Lead Data Scientist at NielsenIQ
Our Data Science teams help to provide NielsenIQ’s clients with the most complete understanding of the market and its consumers. With a footprint in over 100 countries across the globe, our expansive data and measurement capabilities provide market context and confidence. We are constantly innovating to keep pace with emerging market trends and the increasingly diverse, demanding, and connected consumer.
As a Lead Data Scientist, you will work with a Data Science team dedicated to the development of E-Commerce products, a new way to measure how people shop online. We are looking for someone to improve our E-Commerce offerings in the US and then eventually work on other E-Commerce initiatives in North American markets.
You will serve as the key Data Science contact for US internal teams - in particular with Client Service, Technology, Operations, and Product Leadership. You will use your technical, mathematical, and analytical skills to define and lead Global and regional innovation initiatives, methodology development, KPI development & implementation, standards, and best practices.
Ideally, you should have knowledge of consumer panel behavior, experience with unmanaged panels, and developing strategies for improving panel engagement, improving data quality, and influencing panelists. You should have a passion for consumer-sourced data!
What you’ll do
Evaluate current E-Commerce Product methodologies to identify opportunities for enhancement
Deliver on methodology enhancements to E-Commerce products, improving overall quality from client perspective
Serve as Data Science’s chief point of contact for US eCommerce solutions. Present findings with stakeholders and support the resolution
Prototype as well as support pilot programs to drive innovation.
We’re looking for people who have
3-5 years of experience in Consumer Insights/ Shopper Insights/ Data Analytics
Experienced in high-level programming languages (Python or R)
Knowledge in SQL, working with queries and large-scale databases
Hands-on experience working with insights around consumer transaction data/ POS data/ Shopper panels / Panel and Data management
Excellent statistical and logic skills. Experience in trend analysis, multivariate statistics (parametric/ non-parametric), sampling, bias reduction, indirect estimation, data aggregation techniques, data fusion, and model validation techniques
Experience implementing weighting and projection schema (e.g. RIM weighting) and clustering techniques (e.g. K-means, nearest-neighbour, random forests)

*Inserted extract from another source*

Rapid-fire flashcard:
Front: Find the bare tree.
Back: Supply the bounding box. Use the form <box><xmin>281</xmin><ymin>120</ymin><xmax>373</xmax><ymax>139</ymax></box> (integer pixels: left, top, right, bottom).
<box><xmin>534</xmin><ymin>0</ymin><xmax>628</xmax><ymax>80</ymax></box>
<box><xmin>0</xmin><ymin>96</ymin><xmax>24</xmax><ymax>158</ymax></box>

Strong communication and collaboration skills
Ability to effectively convey complex concepts to non-experts
Business acumen, the ability to link client's needs with the business
Ability to manage multiple projects simultaneously
Minimum B.S. or Master’s Degree or Doctorate degree in Statistics, Data Science, Actuarial Sciences, Operations Research, or Econometrics
All your information will be kept confidential according to EEO guidelines.
NielsenIQ is a global measurement and data analytics company that provides the most complete and trusted view available of consumers and markets worldwide. We provide consumer packaged goods manufacturers/fast-moving consumer goods and retailers with accurate, actionable information and insights and a complete picture of the complex and changing marketplace that companies need to innovate and grow. Our approach marries proprietary NielsenIQ data with other data sources to help clients around the world understand what’s happening now, what’s happening next, and how to best act on this knowledge. We like to be in the middle of the action. That’s why you can find us at work in over 90 countries, covering more than 90% of the world’s population. For more information, visit www.niq.com.
NielsenIQ is committed to hiring and retaining a diverse workforce. We are proud to be an Equal Opportunity/Affirmative Action-Employer, making decisions without regard to race, color, religion, gender, gender identity or expression, sexual orientation, national origin, genetics, disability status, age, marital status, protected veteran status or any other protected class.